Oggi dietro la corsa alla Luna e allo spazio ci sono interessi economici e militari, e un giro di affari che nel 2020 era stimato in 447 miliardi di dollari e nel 2040 toccherà i mille miliardi. Il nuovo Eldorado lunare si chiama Polo Sud, quello meno esplorato del satellite e quello dove è atterrato il lander indiano. Qui gli scienziati pensano ci siano minerali rari e preziosi e soprattutto «giacimenti» di acqua ghiacciata che potrebbero diventare fonte energetica e presupposto per la permanenza degli astronauta sulla Luna. Chi ci arriva per primo acquisisce un vantaggio nella corsa globale a «colonizzare» il satellite. Da questo punto di vista il successo indiano e il fallimento russo rappresentano un passo falso anche con la Cina, che nel marzo 2021 ha siglato un accordo per la costruzione in comune di una stazione lunare permanente. Un'alleanza sbagliata per Pechino?
E poi ci sono gli Stati Uniti. Che serrano le fila per tornare anch'essi sulla Luna, con il programma Artemis della Nasa che dovrebbe portare attorno al 2026 un uomo (e una donna) sul suolo lunare. Anche in questo caso l'obiettivo è il ricco e misterioso meridione lunare.
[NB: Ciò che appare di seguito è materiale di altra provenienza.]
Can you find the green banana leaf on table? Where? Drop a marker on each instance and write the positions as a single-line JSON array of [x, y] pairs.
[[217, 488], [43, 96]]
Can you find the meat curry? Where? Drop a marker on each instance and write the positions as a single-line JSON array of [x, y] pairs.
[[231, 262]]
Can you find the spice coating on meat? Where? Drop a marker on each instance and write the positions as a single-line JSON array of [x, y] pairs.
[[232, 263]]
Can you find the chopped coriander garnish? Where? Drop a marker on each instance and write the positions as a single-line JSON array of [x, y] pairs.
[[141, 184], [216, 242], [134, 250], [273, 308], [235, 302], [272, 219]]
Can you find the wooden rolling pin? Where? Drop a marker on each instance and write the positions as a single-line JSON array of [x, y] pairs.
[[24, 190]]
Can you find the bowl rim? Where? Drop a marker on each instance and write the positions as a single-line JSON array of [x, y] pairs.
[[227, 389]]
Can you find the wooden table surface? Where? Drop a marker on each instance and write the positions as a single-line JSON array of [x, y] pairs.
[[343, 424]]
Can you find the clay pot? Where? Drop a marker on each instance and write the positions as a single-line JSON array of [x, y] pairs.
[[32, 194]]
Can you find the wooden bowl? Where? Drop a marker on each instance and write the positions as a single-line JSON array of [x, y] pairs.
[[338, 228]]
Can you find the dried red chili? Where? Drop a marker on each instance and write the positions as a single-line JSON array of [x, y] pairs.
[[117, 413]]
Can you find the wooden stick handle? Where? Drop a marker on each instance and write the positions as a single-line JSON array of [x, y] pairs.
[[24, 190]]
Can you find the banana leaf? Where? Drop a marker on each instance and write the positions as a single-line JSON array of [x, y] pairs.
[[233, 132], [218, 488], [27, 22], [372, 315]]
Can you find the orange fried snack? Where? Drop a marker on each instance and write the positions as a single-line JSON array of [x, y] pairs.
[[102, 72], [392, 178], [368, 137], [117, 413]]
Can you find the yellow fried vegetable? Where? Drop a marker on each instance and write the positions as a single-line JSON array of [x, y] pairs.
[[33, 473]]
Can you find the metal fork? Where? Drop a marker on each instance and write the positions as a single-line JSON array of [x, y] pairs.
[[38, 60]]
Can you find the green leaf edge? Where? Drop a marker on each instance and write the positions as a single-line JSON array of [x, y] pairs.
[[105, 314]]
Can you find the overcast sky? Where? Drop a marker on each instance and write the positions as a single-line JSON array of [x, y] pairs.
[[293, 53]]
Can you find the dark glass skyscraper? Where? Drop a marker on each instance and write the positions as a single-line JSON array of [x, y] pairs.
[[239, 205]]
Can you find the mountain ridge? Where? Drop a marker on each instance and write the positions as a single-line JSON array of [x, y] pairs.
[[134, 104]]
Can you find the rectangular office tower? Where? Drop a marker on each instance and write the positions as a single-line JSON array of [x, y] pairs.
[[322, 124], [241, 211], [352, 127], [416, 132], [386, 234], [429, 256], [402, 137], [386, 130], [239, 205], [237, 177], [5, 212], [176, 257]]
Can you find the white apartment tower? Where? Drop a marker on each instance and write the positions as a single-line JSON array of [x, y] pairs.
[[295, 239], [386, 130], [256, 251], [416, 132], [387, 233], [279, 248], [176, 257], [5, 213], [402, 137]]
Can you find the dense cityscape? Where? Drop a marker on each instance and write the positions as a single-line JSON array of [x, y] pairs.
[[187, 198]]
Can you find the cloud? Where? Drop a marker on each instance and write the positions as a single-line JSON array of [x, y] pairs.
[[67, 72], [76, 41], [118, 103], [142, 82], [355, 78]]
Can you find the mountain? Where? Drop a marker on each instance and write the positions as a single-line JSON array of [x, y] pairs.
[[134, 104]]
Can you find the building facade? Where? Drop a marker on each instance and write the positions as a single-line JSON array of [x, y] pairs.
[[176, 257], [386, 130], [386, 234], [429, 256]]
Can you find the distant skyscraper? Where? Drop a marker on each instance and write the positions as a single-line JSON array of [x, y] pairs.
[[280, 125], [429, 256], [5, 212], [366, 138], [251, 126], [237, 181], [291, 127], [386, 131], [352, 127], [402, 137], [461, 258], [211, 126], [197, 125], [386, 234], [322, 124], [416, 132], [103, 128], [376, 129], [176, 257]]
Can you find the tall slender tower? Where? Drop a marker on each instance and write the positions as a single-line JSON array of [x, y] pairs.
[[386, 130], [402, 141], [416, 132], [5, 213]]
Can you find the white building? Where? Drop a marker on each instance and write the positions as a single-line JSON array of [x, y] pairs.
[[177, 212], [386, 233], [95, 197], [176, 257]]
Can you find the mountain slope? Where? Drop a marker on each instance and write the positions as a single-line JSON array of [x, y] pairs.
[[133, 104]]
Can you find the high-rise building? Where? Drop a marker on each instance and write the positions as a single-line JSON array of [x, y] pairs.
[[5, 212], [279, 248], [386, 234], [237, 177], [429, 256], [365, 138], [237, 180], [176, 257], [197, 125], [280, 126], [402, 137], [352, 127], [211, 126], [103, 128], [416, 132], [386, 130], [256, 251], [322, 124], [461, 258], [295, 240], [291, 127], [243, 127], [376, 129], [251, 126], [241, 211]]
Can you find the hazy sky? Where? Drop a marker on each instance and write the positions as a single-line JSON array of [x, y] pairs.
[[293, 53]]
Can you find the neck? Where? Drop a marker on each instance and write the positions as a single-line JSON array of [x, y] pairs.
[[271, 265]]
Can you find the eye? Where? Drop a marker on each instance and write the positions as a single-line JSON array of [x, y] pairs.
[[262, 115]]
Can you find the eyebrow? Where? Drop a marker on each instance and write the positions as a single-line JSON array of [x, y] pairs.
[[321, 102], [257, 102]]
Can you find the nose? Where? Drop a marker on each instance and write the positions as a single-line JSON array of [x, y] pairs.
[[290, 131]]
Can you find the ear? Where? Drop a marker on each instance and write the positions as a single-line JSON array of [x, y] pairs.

La variabile americana è data dall'ormai consolidato contributo dei privati nell'industria astronautica: lo SpaceX di Elon Musk che lavora a mandare finalmente nello spazio il suo razzo Starship, e società come Axiom Space e Blue Origin di Jeff Bezos che puintanoa costruire un'alternativa alla Stazione Spaziale Internazionale. Ma a Washington si lavora anche sulla «militarizzazione» dello spazio: difendere i propri asset galattici significa tutelare le telecomunicazioni, i navigatori satellitari e moltissime attività militari. In pratica la vita come la conosciamo ora. Per questo Donald Trump nel 2018 annunciò la creazione di una Space Force come sesta branca dell'US Army. Fu sbeffeggiato.
Ma gli anni successivi si sono incaricati di dimostrare che almeno in questo caso non di sparata da sbruffone trattavasi bensì di precisa necessità strategica. Al punto che il successore democratico Joe Biden ha tenuto in piedi il progetto. Il campionato mondiale dello spazio è appena incominciato.